『乾隆帝の幻玉』
2010年 04月 20日 |
ちょっと昨日の記事はひどかったと反省して今日はとってもまともな本です。


乾隆帝の幻玉―老北京(ラオベイジン)骨董異聞
劉 一達 (著, 原著), 多田 麻美 (翻訳) 中央公論新社

内容(「BOOK」データベースより)
清国皇帝の遺物を巡り、宦官の夢、職人の面子、玉器商の企みが十重二十重に絡み合う。玉碗の発する妙音や北京っ子の熱き息遣いも鮮やかに、民国期のオールド北京がここに甦る。



一言でいえば乾隆帝が愛したといわれる玉の碗を故買商や職人や外国人が奪い合う話です。
伝説の宝をめぐる伝奇小説の味わいっちゅーか(説明ヘタ)

でもこの小説の魅力は老北京とよばれる昔の北京っ子の生活が細かく描かれてるところですね。
季節の食べ物(自分で作るのもあるけど、屋台で買って来ることも多い)や縁日のおみやげ(兎児爺とか)といった庶民の楽しみが生き生きと書かれています。

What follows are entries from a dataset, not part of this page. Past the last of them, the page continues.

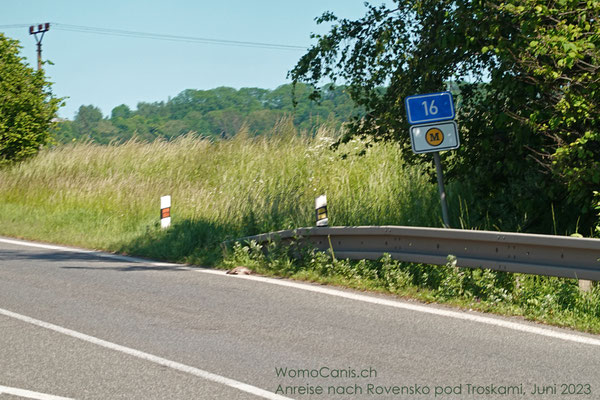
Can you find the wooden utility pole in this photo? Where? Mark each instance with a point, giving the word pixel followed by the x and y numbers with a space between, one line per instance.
pixel 41 29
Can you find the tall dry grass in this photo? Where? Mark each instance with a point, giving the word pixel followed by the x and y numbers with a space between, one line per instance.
pixel 107 197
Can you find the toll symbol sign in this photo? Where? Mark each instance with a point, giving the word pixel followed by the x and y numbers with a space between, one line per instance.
pixel 427 138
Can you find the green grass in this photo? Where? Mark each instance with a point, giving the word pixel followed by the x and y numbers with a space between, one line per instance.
pixel 108 197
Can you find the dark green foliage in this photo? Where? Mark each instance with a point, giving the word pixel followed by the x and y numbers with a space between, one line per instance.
pixel 526 76
pixel 219 113
pixel 26 105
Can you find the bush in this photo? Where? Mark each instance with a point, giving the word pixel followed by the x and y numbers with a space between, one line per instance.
pixel 27 106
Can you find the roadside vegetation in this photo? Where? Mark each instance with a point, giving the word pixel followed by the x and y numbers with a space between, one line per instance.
pixel 107 197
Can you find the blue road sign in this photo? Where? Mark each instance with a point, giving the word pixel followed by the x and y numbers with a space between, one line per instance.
pixel 430 107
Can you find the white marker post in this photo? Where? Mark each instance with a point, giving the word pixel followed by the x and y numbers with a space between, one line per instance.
pixel 321 211
pixel 165 211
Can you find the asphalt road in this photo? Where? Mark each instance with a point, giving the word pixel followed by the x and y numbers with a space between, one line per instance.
pixel 82 326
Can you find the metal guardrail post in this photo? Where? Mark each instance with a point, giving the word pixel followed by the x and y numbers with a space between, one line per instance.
pixel 548 255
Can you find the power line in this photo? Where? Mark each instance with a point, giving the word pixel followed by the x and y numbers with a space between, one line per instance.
pixel 176 38
pixel 14 26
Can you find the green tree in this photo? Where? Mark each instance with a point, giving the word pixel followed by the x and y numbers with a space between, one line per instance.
pixel 27 106
pixel 526 75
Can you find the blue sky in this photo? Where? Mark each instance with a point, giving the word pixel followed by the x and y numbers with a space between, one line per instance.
pixel 110 70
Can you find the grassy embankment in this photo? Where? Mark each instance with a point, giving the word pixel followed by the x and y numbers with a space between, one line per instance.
pixel 107 197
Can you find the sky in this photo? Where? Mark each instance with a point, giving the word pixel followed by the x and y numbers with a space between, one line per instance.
pixel 108 70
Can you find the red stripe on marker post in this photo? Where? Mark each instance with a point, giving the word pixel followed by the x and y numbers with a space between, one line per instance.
pixel 165 211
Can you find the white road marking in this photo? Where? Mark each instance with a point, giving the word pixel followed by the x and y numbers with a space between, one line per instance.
pixel 535 330
pixel 148 357
pixel 29 394
pixel 420 308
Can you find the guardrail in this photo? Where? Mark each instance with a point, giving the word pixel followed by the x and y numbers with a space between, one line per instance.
pixel 559 256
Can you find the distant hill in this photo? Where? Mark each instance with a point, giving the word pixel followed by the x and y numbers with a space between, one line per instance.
pixel 219 112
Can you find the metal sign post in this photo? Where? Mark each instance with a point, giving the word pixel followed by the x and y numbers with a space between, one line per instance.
pixel 436 131
pixel 440 176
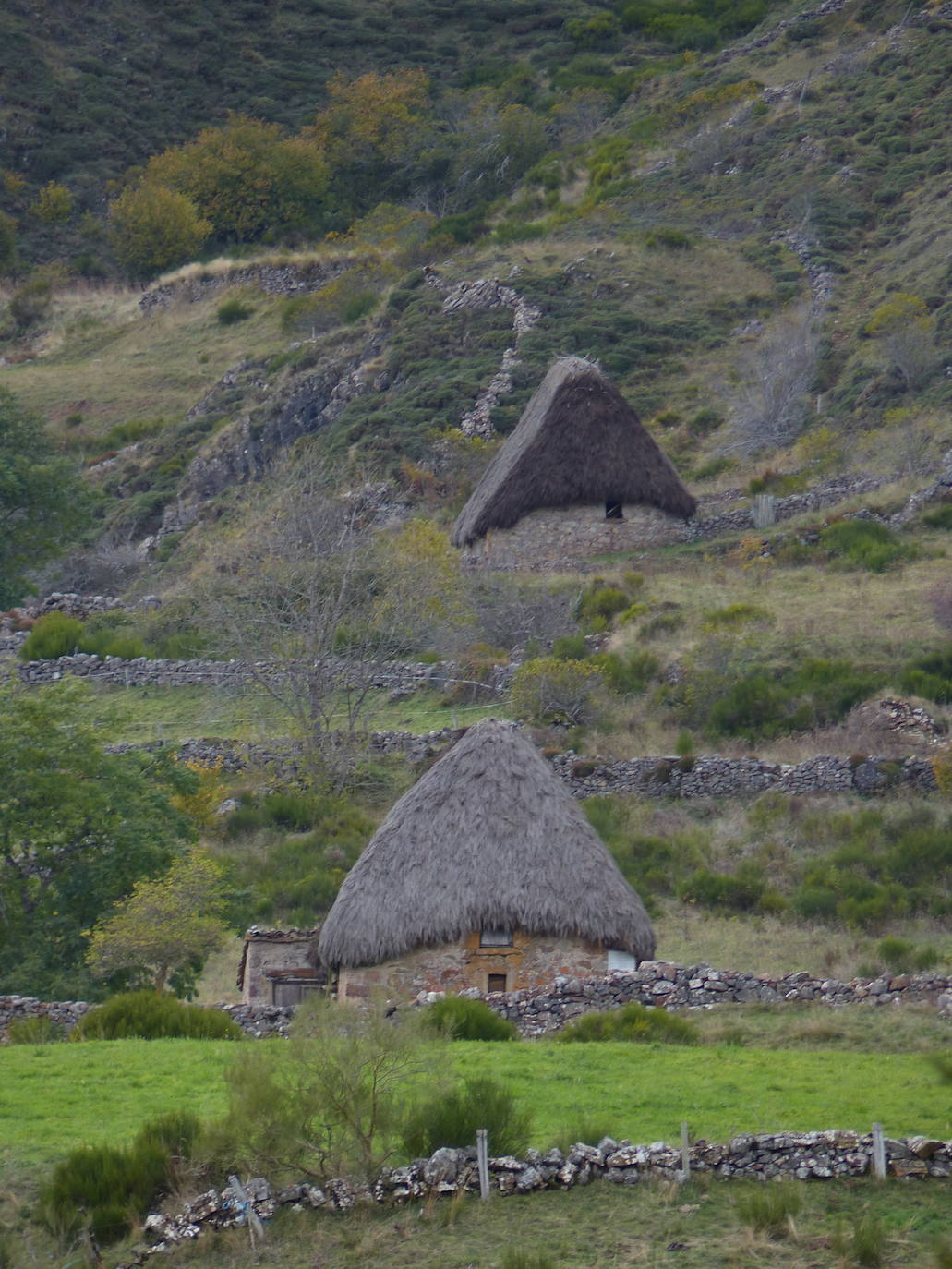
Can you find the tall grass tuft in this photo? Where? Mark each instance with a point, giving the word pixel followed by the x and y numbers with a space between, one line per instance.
pixel 861 1244
pixel 769 1208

章ごとに昔の中国についてのウンチクが傾けられてるのも楽しい。
ある章は京劇について、別の章では八掛掌について、また玉の見分け方について、北京っ子たちがいろいろ教えてくれます。
京劇の演目に「逍遥津」とか「捉放曹操」とかあるそうです。見てみたい。

作者は清朝の遺臣かな?もう他界されてるのでは・・・と思ったら、意外に若くてこれも驚きです。


中国語を勉強しているのにこんな良質の小説があることすら知りませんでした。
原題は『故都子民』、テレビドラマにもなったそうです。

優れた作品が翻訳で読めるのはとても嬉しい。
中央公論新社から中国の小説が出版されるのは珍しいと思ったらけっこう出てました(無知)。